We do a "family party" on his actual birthday, complete with grandparents and aunts and uncles and cousins. We have whatever he wants for dinner and cake and celebrate the day of his birth. I've offered to take the Christmas decorations down before the 29th, but he loves all of the lights, so they stay. As for a party with the friends, most of them are busy during the holidays. We usually host the "friend party" in January at our house. We live on an acreage in the mountains, with a wicked sledding hill, and everyone has a blast.

This past summer, we bought a cabin at the local ski hill, and he asked to have some friends sleep over and go to the tubing park. That's exactly what we did this past weekend and it worked out just as we had hoped. Two of his friends had other commitments, but three others joined us. We spent Friday night watching movies and eating pizza and chips. Saturday involved cereal, followed by a stint at the tubing park, followed by a massive brunch, followed by a two-hour snowball fight at the cabin. Everyone was happy and tired and he had a birthday that wasn't related to the holidays.

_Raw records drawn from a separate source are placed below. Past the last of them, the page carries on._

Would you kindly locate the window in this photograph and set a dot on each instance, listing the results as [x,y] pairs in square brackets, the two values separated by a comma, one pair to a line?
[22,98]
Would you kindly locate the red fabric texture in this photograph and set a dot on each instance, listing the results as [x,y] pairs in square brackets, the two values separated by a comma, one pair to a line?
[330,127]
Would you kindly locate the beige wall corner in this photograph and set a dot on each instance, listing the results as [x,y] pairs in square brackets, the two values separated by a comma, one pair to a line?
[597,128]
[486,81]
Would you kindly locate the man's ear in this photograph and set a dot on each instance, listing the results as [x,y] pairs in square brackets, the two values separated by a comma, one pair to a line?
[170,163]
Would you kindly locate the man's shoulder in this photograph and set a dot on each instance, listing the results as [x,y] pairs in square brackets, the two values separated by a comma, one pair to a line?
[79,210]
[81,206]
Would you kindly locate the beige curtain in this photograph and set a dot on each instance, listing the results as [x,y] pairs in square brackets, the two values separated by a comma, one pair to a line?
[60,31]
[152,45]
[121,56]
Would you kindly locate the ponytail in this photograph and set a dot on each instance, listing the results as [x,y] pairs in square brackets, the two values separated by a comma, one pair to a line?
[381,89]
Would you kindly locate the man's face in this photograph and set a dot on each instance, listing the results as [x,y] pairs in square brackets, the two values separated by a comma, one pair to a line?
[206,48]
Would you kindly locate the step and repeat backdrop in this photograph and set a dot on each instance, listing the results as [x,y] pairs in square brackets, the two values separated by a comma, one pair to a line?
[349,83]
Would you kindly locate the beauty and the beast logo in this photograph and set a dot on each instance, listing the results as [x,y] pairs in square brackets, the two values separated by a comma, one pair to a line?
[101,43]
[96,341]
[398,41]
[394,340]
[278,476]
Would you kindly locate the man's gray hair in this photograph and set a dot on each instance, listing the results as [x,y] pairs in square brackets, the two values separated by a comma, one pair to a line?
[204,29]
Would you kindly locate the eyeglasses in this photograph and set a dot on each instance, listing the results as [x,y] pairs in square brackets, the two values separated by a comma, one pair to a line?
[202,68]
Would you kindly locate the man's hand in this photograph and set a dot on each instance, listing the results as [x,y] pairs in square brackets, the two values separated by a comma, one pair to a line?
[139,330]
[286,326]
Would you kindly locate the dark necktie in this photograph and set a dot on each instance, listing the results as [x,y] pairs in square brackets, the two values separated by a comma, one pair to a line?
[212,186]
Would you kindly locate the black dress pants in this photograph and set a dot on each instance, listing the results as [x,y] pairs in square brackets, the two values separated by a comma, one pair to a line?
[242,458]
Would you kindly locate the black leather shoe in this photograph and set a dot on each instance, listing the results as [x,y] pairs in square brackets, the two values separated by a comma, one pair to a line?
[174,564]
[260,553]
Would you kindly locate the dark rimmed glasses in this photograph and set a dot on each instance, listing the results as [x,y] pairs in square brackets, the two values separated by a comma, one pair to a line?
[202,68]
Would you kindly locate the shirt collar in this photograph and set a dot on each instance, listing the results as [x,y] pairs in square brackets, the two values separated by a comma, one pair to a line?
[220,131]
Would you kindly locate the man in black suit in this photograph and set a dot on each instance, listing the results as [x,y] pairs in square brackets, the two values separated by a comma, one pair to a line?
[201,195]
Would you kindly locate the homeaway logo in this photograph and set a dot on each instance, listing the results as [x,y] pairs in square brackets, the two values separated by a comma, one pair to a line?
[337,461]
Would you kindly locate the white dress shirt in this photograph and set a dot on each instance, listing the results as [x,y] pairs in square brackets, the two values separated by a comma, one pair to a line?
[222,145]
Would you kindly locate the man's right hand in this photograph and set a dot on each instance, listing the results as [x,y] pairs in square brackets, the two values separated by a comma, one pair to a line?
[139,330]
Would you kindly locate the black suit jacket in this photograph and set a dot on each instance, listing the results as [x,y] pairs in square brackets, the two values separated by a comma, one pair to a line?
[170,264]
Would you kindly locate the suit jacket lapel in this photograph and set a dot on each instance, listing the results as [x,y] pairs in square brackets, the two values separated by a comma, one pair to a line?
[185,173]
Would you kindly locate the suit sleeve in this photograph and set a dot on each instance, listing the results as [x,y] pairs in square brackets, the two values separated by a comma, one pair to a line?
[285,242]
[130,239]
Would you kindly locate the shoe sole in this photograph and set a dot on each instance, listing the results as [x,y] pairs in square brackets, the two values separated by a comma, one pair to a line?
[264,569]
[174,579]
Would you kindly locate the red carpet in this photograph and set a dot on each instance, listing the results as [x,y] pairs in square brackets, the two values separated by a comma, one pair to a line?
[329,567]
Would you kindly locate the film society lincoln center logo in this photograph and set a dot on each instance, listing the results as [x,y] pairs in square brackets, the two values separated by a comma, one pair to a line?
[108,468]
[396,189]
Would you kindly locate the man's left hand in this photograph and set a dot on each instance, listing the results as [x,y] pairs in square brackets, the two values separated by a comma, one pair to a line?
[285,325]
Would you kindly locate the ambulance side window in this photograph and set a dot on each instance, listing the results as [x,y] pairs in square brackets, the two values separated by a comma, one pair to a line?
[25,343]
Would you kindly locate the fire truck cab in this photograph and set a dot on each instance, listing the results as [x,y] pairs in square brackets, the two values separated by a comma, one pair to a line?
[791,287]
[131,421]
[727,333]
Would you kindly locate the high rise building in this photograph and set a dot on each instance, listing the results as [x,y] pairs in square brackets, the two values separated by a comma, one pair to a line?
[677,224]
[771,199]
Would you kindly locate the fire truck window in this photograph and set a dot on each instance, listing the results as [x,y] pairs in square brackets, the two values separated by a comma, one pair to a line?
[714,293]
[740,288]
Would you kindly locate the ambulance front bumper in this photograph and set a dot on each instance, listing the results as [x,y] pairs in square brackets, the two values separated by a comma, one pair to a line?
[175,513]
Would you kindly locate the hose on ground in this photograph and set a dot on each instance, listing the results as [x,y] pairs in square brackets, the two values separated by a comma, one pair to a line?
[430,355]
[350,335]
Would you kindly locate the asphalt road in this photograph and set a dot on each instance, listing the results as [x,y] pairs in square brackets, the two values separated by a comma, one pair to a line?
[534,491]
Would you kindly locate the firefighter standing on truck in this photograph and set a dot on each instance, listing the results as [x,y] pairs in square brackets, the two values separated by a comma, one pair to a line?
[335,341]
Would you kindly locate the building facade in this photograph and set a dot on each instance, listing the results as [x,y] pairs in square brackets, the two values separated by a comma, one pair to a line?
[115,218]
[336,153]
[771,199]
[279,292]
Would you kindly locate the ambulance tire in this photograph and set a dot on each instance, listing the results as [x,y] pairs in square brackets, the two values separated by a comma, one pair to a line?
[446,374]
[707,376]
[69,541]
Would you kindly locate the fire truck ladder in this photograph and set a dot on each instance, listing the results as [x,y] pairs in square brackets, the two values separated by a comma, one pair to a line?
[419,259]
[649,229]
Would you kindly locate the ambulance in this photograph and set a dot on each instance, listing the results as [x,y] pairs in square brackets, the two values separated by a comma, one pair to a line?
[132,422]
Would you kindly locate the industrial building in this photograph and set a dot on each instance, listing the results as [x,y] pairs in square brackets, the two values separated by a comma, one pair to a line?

I shared more than I intended to, but this season makes me remember how joyful I was to have my little cherub and the words came tumbling out. Holiday birthdays aren't horrible if you make the effort to separate them from the surrounding holiday. My middle child has an August birthday, so he also gets a separate "friend party" in September. Our youngest — my daughter — has a birthday that almost always falls on Thanksgiving weekend, so she often gets two parties as well.

Both parties are low-key, but they allow the maximum amount of friends and family to celebrate the child who is having a birthday. It's not about the presents, but about the celebration of having them in our lives.

Do you have any kids with birthdays around the holidays? Or is your birthday during the holidays? How do you make them special?